Ruy Castro – Folha de São Paulo
Calças jeans e camisas da Marinha para os garotos da festiva
Parece outro dia, mas 1968, um dos anos mais eletrizantes do século 20, já está fazendo 50 anos. A imprensa vem sendo pródiga em artigos a respeito, embora alguns de nós, seus sobreviventes, não reconheçamos o 1968 que eles mostram. Uma reportagem recente numa revista sobre “a moda de 1968” faz pensar que os rapazes e moças adquiriam suas roupas em butiques e já saíam delas uniformizados, prontos para a guerra.

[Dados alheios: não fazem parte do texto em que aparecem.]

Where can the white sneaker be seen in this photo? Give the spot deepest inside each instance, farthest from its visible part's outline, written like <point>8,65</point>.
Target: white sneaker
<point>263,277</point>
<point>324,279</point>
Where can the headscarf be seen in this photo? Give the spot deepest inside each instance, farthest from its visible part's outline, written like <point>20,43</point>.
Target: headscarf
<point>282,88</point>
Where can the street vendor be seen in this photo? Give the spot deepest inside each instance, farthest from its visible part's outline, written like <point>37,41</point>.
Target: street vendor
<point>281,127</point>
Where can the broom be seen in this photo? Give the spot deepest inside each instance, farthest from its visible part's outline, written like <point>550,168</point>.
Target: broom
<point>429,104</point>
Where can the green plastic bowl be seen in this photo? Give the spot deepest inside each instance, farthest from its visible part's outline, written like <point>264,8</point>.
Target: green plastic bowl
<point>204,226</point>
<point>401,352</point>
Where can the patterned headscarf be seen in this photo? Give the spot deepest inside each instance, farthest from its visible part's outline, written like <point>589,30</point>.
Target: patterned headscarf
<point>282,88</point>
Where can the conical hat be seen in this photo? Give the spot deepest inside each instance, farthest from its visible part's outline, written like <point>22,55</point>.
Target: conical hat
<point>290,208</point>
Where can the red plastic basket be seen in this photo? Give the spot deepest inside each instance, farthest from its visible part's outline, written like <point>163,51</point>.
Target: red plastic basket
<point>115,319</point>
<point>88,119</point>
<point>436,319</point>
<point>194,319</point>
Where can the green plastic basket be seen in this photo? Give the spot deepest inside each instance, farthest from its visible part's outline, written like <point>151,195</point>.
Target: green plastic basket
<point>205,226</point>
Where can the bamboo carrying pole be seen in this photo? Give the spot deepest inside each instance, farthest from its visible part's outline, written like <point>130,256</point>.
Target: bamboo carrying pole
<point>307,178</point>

Não era assim. Cada turma tinha um estilo. Os garotos da esquerda festiva e intelectualizada, como eu, torcíamos pelos vietcongues na guerra do Vietnã, mas não abríamos mão dos jeans americanos, marca Lee, comprados nas galerias de Copacabana a preço de contrabando. As camisas cáqui ou azuis, como as dos grumetes, só se achavam numa loja de artigos da Marinha, na praça Mauá, e se usavam com as mangas arregaçadas e fraldas para fora. Tênis, bonés e camisetas não existiam.
As meninas iam para as passeatas com blusas de malha sanfonada e minissaias de lã, tipo kilt, presas por um alfinete também de fralda, com as pernas expostas aos estilhaços das bombas de “efeito moral” jogadas pela polícia. O risco só não era maior porque suas minissaias eram complementadas por meias três quartos, que chegavam quase ao joelho. Nós, os rapazes, estávamos a salvo dos estilhaços porque aqueles jeans, justos nas pernas, tinham uma consistência quase de couro.
Mas, como eu disse, esse era o estilo dos que viveram 1968 como se ele fosse, por mais excitante, um playground. Naquele mesmo ano, outros rapazes e moças, estes com roupas comuns –eles, de camisa branca e calça escura, sociais, e elas, com vestidinhos feitos por suas mães–, muitos deles discretos moradores dos subúrbios, preparavam-se em silêncio para algo mais sério e suicida, e que só começaria a partir de 1969: a luta armada.
E assim você tem 1968, como se diz, numa casca de noz.